In the North
German-born chef and baker Olaf Blanke has Auckland's artisan bread market cornered, supplying rock star Kiwi chefs (Peter Gordon, Al Brown, Josh Emett et al) in addition to his own café in suburban Mount Eden. Handcrafted sourdoughs and wild yeast ferments are the stars of a menu that transitions from breakfast and brunch to lunch. Pulled lamb shoulder slathered with tzatziki filled a sandwich made from chewy, cumin seed- and turmericinflected ciabatta.
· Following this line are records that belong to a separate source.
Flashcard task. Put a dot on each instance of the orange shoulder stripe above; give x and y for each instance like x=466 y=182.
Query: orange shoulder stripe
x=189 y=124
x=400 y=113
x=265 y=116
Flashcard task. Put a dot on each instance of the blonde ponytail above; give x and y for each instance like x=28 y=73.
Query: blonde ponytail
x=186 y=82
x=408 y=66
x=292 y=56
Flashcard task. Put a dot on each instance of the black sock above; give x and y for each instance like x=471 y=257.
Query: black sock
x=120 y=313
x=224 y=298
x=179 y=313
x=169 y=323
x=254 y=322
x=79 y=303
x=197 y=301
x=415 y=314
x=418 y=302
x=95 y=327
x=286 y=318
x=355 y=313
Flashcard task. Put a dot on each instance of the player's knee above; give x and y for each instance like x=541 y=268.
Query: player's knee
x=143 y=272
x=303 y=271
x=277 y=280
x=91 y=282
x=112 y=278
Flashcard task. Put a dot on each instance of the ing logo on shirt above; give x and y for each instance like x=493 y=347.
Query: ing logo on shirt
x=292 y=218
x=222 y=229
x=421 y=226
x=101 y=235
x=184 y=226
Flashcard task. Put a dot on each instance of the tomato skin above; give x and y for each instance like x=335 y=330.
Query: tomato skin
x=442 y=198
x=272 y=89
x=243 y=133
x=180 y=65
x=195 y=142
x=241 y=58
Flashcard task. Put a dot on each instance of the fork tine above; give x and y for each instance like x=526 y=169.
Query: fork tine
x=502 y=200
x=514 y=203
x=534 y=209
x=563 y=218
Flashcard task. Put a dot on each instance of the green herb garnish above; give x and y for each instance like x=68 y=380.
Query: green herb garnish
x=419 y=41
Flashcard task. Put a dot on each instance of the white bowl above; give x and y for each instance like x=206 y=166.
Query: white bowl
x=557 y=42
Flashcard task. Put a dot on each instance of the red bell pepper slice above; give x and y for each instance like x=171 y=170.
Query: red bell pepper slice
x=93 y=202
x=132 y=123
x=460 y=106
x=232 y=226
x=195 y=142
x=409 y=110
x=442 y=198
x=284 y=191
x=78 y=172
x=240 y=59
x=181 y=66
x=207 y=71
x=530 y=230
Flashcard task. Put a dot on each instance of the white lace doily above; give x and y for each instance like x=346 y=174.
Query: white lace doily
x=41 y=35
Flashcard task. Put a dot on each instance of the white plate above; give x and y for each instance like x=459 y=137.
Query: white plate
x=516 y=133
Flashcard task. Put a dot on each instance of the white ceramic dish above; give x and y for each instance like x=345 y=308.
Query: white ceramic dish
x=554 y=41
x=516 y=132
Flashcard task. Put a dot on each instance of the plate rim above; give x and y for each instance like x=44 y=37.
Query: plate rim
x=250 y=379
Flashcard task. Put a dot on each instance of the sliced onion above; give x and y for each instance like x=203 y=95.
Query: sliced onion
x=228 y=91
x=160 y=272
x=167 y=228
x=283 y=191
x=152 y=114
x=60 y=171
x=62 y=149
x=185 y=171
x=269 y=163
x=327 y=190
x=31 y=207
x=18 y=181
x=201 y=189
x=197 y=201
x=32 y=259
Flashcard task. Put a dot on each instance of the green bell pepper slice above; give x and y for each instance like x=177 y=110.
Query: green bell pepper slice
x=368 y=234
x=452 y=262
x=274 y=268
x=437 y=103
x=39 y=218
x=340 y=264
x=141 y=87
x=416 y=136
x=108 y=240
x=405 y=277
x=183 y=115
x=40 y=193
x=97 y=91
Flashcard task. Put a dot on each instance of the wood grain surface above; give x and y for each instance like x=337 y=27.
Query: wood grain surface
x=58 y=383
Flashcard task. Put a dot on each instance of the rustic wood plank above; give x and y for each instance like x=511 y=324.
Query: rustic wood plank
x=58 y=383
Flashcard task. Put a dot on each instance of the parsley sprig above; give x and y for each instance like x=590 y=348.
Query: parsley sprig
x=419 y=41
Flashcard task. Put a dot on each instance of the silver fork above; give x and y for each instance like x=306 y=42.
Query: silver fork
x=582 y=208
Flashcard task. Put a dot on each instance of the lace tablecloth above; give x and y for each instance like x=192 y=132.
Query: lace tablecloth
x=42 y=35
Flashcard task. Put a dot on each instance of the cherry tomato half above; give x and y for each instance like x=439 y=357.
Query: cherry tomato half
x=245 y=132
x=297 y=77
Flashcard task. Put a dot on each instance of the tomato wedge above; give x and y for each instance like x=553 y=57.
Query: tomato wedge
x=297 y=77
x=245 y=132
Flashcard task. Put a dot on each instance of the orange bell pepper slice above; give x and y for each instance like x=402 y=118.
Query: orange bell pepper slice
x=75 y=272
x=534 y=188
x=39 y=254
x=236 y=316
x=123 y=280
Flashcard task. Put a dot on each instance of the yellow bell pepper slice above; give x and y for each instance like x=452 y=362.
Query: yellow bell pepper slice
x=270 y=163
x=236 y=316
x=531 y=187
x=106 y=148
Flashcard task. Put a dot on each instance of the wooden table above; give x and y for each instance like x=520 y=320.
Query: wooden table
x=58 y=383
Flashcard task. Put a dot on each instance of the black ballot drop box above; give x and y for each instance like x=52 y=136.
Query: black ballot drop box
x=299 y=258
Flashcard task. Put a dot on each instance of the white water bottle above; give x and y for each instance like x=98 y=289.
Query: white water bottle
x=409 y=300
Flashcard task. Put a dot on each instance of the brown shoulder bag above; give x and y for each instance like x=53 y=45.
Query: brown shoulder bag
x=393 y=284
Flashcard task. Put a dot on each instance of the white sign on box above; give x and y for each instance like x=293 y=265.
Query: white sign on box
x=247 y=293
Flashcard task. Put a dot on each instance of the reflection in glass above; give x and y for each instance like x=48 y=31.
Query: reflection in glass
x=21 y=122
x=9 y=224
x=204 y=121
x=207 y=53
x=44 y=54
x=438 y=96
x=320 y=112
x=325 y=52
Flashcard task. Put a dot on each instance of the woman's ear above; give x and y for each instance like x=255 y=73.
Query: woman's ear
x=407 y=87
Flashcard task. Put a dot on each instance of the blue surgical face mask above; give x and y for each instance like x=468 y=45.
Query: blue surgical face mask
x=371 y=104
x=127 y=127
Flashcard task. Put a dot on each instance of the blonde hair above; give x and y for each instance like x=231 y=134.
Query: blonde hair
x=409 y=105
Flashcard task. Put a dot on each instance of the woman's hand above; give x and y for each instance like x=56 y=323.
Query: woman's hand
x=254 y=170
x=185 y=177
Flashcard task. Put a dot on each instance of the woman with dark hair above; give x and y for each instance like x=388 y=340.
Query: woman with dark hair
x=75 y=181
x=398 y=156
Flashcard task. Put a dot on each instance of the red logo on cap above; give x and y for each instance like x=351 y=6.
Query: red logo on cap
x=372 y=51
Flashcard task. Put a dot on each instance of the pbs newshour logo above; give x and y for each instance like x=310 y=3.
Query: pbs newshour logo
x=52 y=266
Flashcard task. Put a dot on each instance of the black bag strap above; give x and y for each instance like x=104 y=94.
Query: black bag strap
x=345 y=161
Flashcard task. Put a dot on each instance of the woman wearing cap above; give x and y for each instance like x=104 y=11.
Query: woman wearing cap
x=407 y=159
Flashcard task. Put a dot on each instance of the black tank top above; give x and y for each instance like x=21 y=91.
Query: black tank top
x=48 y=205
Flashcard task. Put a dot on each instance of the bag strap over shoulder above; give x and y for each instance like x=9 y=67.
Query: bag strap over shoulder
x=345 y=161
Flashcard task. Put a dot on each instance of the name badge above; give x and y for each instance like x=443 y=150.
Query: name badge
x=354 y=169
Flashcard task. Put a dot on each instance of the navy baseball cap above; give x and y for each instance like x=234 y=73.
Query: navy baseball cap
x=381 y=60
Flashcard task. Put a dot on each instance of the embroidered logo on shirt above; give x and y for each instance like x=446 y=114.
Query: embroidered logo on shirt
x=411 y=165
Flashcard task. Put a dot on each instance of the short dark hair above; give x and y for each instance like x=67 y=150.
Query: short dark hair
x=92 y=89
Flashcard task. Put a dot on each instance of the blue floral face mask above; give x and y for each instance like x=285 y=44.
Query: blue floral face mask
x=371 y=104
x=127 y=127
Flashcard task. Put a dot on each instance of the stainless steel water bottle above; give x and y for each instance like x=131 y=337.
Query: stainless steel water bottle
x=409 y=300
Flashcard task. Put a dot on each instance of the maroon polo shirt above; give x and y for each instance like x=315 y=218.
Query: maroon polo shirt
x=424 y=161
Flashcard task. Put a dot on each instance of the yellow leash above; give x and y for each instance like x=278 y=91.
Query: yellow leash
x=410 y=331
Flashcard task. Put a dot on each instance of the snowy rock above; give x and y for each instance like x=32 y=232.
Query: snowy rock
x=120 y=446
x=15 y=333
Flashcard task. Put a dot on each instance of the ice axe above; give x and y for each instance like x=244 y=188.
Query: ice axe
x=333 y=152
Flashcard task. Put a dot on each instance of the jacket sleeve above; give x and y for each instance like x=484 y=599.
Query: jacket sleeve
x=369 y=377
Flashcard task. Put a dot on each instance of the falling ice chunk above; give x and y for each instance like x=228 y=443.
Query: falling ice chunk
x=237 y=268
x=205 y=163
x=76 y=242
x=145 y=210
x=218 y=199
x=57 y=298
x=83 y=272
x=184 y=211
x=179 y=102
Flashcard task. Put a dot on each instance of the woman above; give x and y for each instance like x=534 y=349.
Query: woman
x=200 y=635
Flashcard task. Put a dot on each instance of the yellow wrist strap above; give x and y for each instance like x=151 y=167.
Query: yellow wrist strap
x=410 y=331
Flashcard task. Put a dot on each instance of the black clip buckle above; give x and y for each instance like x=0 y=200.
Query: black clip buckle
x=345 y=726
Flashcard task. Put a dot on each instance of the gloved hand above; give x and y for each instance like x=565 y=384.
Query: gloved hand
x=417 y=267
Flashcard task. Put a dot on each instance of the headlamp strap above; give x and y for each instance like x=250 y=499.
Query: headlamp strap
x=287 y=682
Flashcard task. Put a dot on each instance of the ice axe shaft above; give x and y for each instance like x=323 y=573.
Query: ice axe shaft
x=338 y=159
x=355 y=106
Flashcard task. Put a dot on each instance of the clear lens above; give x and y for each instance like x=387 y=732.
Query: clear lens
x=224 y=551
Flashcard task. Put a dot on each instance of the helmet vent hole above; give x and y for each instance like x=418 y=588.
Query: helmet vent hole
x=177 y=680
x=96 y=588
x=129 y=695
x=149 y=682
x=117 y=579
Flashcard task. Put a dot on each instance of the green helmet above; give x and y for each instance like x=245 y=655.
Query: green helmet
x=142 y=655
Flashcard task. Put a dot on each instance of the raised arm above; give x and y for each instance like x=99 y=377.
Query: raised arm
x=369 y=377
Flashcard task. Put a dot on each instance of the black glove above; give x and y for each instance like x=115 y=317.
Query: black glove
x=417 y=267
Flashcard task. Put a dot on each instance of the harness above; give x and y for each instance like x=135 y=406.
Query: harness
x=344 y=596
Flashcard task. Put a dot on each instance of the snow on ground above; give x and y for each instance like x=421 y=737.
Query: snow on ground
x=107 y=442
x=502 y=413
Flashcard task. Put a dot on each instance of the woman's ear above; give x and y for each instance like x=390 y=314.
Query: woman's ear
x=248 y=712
With a three-salad side (quinoa/roasted veg/fresh summer peas) and a hoppy brew called Semi Conductor, lunch at Olaf's was a delicious introduction to the current café scene in New Zealand.
In the suburb of Parnell, hanging plants, murals, fishbowl lights and candy-coloured chairs set the scene at Winona Forever, a bustling café named (reportedly) for Johnny Depp's tattoo. The vibe may be offbeat but the food is spot on. An acclaimed pastry chef is co-owner and the display of baked goods — towering layer cakes and gooey slices — is eye-popping. A short, interesting menu covers breakfast/brunch/lunch. I chose an oversized salmon hash cake topped with a luminously orange poached egg, with a chunky tomato chutney and a side of lightly spicy Asian slaw. A glass of Marlborough sauvignon blanc eased the impact of the noise level — deafening when this hugely popular place is full.